Полина мягко улыбается.
— Раз уж Стяпонас что-то решил…
— Я знаю Стяпонаса, он мой брат.
— Он мой муж!
И уходит, уводит за ручку ребенка.
Шаруне плотно притворяет дверь избы, чтоб не налетели мухи (мать непременно начнет зудеть, оставь только дверь открытой), и через сад уходит с хутора. Идет медленно, придерживая поднятой рукой волосы, чтоб не спутал их ветерок. Но рука устает, опускается, мягкие пышные волны заливают лицо, и Шаруне идет как во мгле. Хорошо идти, когда тебя окружают теплые запахи ржаного поля. Тропка узенькая, колосья хлещут по голым рукам — не больно, даже ласково колется рожь, согревая все тело. Дух дозревающих хлебов, густой и жаркий, как вино, ударяет в голову, от трели жаворонков сильнее бьется сердце.
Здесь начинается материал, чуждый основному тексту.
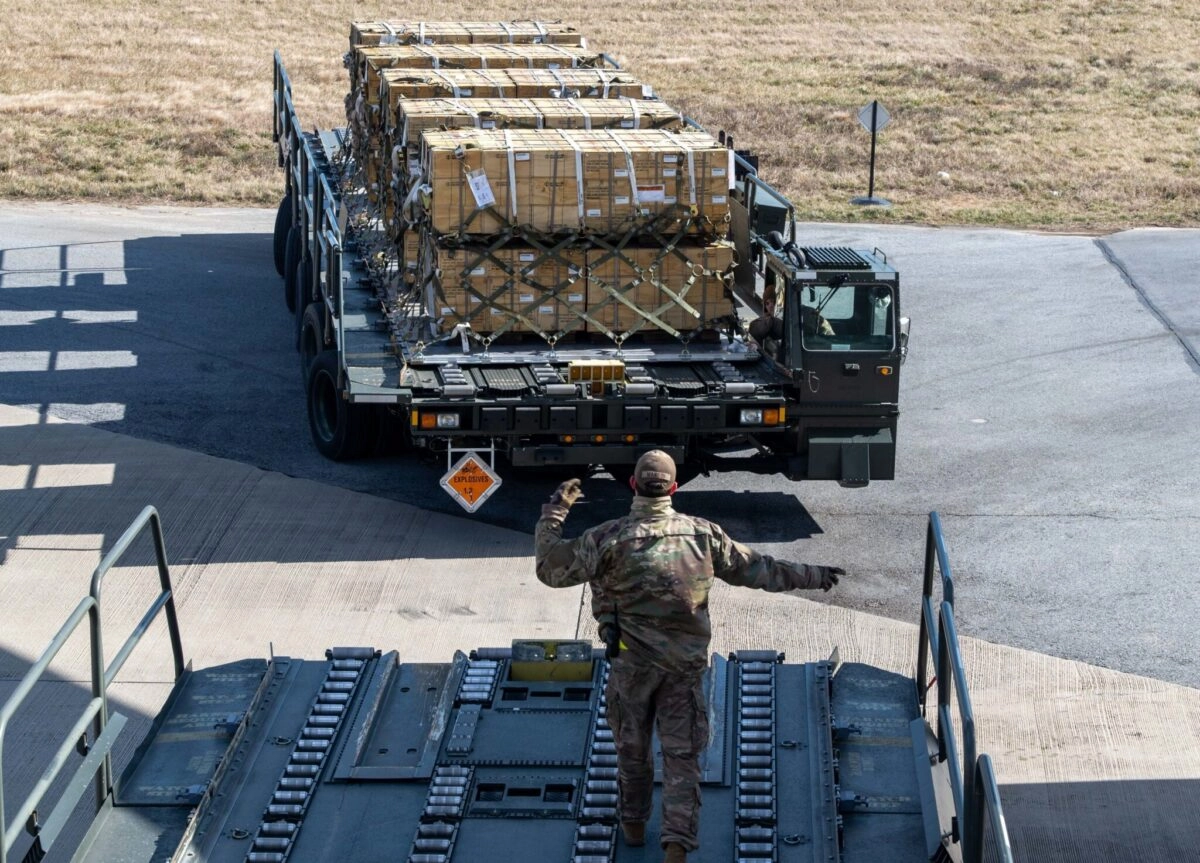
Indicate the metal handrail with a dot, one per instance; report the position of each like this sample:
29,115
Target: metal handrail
985,802
96,712
972,781
928,641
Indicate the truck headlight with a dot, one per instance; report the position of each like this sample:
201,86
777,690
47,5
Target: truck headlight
762,417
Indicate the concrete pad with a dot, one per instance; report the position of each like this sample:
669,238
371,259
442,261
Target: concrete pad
1091,762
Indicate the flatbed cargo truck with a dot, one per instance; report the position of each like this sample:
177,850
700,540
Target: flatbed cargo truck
796,372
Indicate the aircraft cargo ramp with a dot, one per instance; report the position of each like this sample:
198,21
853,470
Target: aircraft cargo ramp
505,755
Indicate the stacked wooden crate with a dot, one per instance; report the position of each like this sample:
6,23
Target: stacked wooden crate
531,193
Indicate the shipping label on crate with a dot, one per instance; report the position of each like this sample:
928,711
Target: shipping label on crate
481,189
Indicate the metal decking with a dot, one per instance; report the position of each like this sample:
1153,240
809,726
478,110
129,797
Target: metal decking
363,757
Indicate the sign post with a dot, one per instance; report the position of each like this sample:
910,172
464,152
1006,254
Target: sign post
874,118
471,481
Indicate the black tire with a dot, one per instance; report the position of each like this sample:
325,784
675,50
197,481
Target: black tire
341,431
291,264
312,336
282,228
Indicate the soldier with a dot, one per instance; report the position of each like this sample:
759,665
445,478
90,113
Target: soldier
651,574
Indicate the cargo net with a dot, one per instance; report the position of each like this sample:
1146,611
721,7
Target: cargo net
531,203
531,288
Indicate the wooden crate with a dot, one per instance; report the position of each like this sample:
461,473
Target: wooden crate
696,274
513,288
559,181
462,33
419,114
369,63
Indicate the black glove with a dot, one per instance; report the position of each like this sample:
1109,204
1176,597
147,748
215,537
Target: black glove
611,637
829,576
568,493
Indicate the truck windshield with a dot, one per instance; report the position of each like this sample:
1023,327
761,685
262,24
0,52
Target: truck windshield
849,317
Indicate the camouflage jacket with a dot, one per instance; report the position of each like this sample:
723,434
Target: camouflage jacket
652,573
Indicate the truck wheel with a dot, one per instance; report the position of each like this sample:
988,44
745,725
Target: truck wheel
291,264
282,227
340,430
312,336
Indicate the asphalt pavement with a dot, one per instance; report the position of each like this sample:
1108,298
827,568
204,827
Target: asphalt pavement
1048,412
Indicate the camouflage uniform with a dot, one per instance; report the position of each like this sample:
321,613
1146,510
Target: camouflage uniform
651,574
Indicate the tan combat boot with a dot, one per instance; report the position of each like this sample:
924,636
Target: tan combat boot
676,853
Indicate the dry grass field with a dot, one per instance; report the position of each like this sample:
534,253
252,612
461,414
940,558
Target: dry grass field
1071,115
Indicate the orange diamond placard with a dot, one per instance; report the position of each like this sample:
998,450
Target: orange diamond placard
471,481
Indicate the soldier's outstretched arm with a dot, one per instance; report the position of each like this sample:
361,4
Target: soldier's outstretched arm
562,562
742,565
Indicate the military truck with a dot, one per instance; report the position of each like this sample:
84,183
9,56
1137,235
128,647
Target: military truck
504,755
430,318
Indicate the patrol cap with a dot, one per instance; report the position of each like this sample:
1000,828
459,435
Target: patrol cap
654,472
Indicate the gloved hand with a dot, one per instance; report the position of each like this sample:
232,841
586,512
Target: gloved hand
611,637
829,576
568,493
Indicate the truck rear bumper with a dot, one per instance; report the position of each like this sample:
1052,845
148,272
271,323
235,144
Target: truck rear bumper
853,459
549,454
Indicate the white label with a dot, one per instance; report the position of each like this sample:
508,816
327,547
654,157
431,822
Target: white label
481,189
652,195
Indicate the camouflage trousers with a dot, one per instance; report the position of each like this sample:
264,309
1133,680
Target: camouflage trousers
641,696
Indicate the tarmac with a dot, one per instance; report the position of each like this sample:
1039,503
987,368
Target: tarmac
1093,765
Шаруне уже забыла про Полину, родная изба со всеми хлопотами и негромким горем осталась за спиной, все удалилось, скрылось куда-то, а перед глазами, за густой сеткой волос, всплывает мужское лицо — так отчетливо, что она даже застывает в растерянности, протягивает руку, а губы сами произносят: «Ты приехал, Аурис…» Но ведь это только колышется побелевшая рожь; лицо исчезло, и Шаруне боится: неужто больше не увидит его так близко? Нет, нет, сегодня же вечером, ну, завтра. Не позже, чем завтра. И так уж Ауримас застрял, не сдержал слова, и Шаруне помучает его, не бросится к нему на шею, хоть и не легко будет сдержаться. Впредь будет знать: дал слово — держись!